En diciembre se cumplían los nueve meses de embarazo, y yo estaba enorme. José no hacía más que reñirme para que no comiera tanto, pero yo siempre tenía hambre. Sergio y Ana estaban encantados de tener un hermanito o hermanita y se peleaban porque Ana quería una hermanita y Sergio un hermano. El prado estaba totalmente cubierto de nieve y apenas podíamos salir fuera así que no podía pasear y tenía los tobillos muy hinchados. José trataba de dejarme descansar y entretenía a los niños con juegos y actividades dentro de casa. solía darme masajes en los pies para que se deshincharan, pero todavía no se sentía en plena forma.

Esta vez, estaba más tranquila respecto al parto porque José era médico y si surgía algún problema podría solucionarlo.

La noche que empezaron las contracciones nevaba, hacía mucho frío y José me preparó la bañera con cojines como la otra vez hiciera Iván. Esta vez tenía la experiencia previa pero José me confesó que no había asistido nunca a ningún parto y estaba muy nervioso. Estuvo a mi lado, cogiéndome de la mano hasta que le dije que estaba a punto de salir, que se pusiera a mis pies y recogiera al bebé. El bebé era muy grande, más que Ana, y los dolores de parto fueron bastante más fuertes, por más que empujaba la cabeza del bebé no salía por el conducto del parto, entonces José hizo un pequeño corte y la cabeza salió. Antes de que saliera el cuerpo ya lloraba, y cuando José me la puso en brazos pude ver que era una niña preciosa.

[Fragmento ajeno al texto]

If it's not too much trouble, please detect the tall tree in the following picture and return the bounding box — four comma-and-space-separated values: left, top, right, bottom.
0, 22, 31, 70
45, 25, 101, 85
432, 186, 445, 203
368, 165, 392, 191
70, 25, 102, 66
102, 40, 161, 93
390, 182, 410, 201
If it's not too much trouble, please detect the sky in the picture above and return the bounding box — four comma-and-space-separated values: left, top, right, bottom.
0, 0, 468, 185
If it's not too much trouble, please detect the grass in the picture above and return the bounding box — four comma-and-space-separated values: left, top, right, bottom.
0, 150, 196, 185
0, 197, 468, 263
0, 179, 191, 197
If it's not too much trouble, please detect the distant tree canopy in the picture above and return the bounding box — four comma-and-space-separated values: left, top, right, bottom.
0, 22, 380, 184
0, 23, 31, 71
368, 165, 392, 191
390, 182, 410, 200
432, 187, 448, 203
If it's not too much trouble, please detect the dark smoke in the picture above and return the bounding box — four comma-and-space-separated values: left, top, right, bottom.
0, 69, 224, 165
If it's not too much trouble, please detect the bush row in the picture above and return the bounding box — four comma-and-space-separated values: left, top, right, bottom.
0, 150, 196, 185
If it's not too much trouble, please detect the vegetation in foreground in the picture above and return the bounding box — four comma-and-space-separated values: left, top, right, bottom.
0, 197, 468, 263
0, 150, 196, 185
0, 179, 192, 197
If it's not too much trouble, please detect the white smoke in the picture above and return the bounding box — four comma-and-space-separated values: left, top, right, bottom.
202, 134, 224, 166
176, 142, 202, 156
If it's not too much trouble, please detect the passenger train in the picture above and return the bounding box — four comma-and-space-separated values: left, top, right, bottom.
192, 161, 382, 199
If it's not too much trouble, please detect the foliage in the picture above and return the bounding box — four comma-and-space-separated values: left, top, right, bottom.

Le pusimos de nombre Laia y pensamos en el futuro de los tres niños. José estaba encantado con la niña, me había ayudado con el parto y estaba recuperándome, cuando me dijo que debíamos unirnos a alguna comunidad ya asentada para que, en caso de que algo nos pasara a los dos, los niños tuvieran la oportunidad de sobrevivir.

Le hablé desde la perspectiva de madre, desde la cual consideraba la idea buena, pero también le hice ver que, en la pequeña granja, teníamos asegurada la alimentación de nuestros hijos. Si algo nos pasaba seguro que podíamos avisar a Iván que se haría cargo de la situación. Decidimos hablarlo en la primavera de nuevo, para decidir nuestro futuro.

Pasó la cuarentena y, a pesar del parto, que había sido más duro que el anterior, estaba recuperada del todo y me sentía de nuevo más mujer que nunca. Daba el pecho a mi hija y por ello los tenía muy sensibles, toda yo era muy sensible y necesitaba de nuevo sentirme amada.